Lebih jauh sebetulnya disebutkan bahwa pengaruh musik memang sangat besar karena ia mampu mampu berlaku sebagai penghantar atau medium untuk menyuarakan protes dan aktivisme politik. Lagu-lagu protes dapat memuat pesan-pesan sosial, politik, atau bahkan menyuarakan pesan anti-pemerintah. Contohnya adalah lagu-lagu dari era pergerakan hak sipil di Amerika Serikat atau lagu-lagu anti-apartheid di Afrika Selatan. Akan tetapi agaknya dalam konteks yang diceritakan di sini malah memperlihatkan hubungan antara musik dan politik yang hanya bersifat simbiosis mutualisme semata alias saling membutuhkan asal saling menguntungkan.

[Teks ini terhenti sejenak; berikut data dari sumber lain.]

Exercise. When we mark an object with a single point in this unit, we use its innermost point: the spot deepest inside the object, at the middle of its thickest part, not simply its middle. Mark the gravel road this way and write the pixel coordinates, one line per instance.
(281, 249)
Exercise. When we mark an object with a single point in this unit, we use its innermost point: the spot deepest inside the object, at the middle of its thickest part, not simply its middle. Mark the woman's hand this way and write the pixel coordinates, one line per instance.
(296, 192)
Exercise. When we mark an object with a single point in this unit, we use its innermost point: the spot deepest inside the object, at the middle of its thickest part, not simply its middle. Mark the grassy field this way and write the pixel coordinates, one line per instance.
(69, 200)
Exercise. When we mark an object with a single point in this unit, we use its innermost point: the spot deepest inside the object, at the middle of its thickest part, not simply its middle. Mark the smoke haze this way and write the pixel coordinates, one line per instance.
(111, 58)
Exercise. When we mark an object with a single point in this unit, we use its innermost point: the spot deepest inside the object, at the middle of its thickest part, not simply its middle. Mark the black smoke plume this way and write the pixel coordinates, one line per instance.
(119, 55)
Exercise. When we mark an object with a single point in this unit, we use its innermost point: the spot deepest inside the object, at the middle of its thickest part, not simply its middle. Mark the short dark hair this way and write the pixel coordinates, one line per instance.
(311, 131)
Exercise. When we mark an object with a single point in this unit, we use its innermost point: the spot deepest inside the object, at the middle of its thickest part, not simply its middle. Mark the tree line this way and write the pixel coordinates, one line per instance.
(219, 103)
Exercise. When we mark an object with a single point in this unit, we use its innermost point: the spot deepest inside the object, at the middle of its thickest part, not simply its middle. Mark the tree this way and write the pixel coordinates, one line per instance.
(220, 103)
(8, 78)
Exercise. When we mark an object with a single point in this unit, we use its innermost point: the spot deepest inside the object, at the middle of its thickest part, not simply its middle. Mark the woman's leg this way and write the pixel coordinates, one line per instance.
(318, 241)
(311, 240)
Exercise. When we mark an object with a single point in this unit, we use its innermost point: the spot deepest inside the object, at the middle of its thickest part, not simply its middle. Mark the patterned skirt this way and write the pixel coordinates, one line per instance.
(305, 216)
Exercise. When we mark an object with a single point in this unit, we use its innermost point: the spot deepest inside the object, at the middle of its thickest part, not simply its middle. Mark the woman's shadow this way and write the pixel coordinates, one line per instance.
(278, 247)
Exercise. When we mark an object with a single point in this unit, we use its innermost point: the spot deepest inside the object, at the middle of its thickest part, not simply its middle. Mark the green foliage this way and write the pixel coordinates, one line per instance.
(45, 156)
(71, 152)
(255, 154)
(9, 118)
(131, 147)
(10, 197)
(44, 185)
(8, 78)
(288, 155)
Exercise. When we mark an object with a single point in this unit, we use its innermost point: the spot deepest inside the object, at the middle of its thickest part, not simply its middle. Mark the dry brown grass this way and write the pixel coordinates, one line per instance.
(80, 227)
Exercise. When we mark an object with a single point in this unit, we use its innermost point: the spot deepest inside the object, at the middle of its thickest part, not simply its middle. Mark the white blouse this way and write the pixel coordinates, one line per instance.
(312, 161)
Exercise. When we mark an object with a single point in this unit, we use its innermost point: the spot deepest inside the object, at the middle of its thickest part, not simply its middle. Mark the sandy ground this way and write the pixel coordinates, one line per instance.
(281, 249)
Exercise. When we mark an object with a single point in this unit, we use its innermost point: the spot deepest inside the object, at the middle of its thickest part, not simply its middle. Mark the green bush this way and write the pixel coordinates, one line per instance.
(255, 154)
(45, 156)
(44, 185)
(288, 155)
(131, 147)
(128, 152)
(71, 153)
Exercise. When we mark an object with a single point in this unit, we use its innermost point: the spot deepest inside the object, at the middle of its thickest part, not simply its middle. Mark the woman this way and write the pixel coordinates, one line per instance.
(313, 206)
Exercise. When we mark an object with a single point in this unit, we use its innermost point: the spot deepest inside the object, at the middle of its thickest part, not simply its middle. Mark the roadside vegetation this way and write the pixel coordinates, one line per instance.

Hal itu dapat difahami bahwa band-band besar tanah air biasanya memiliki basis penggemar yang tidak sedikit dan mampu untuk menghimpun kerumunan masa, dan itu jelas disenangi oleh parpol atau para calon kandidat dalam menjaring suara. Sedangkan bagi band-band (red. Musisi) ini sendiri keuntungan yang didapat adalah bertambahnya jadwal manggung dan cuan yang lebih daripada yang ditarif pada acara-acara biasa dan “keuntungan” besar lain yang lebih politis dan bersifat investasi jangka panjang.
Politik jelas butuh musik, namun hal yang mencengangkan bagi kita ialah baru-baru ini sejumlah musisi jelas-jelas mendukung secara terbuka atau aktif terlibat dalam kampanye politik. Hal ini bisa mencakup partisipasi dalam konser amal untuk mendukung kandidat tertentu atau dukungan langsung terhadap isu-isu politik tertentu. Walaupun bukan rahasia dan bukan kali pertama bahwa nama-nama besar band/musisi seperti Iwan Fals, Slank, Dewa memiliki preferensi dan kubu politik masing-masing yang tidak jarang saling berhadap-hadapan. Hal ini jelas secara implisit memperlihatkan bahwa musisi-musisi ini telah berpolitik, baik secara langsung maupun tidak langsung. Tapi yang kini tak juga dapat kita sangkal adalah banyaknya keterlibatan musisi dalam kontestasi politik dewasa ini.
Sudah diketahui oleh khalayak ramai bahwa nama beken seperti Ahmad Dhani kembali memastikan diri untuk maju sebagai caleg dari Partai Gerindra di dapil yang sama. Ia telah sejak lama aktif yang dengan mengikuti gerakan-gerakan politis oposisi di tanah air dan berimbas dengan dijebloskannya pentolan grup Band Dewa itu ke jeruri besi. Keputusannya untuk berpolitik memang sering di tentang oleh basis penggemarnya maupun orang banyak karena kerap menghasilkan kontroversi. Dia dianggap lebih punya kejeniusan di bidang music daripada harus melibatkan diri dalam kubangan politik yang penuh intrik. Dhani hanyalah satu nama dari deretan artis yang pada akhirnya lebih memilih politik ketimbang karir di bidang musik. Ada nama-nama lain seperti, Anang Hermansyah, “Pasha” Sigit Purnomo Said, Abdee Negara Slank, dll.
Pada akhirnya berpolitik memang adalah hak individu yang dijamin oleh Undang-Undang Negara dan dianggap sebagai jalan utama untuk menentukan kebijakan yang bakal punya dampak bagi banyak orang. Pertanyaannya kita tidak pernah tahu apakah motif terbesar para musisi terjun ke politik, apakah demi kepentingan pribadi atau kelompok? Rasanya sama saja.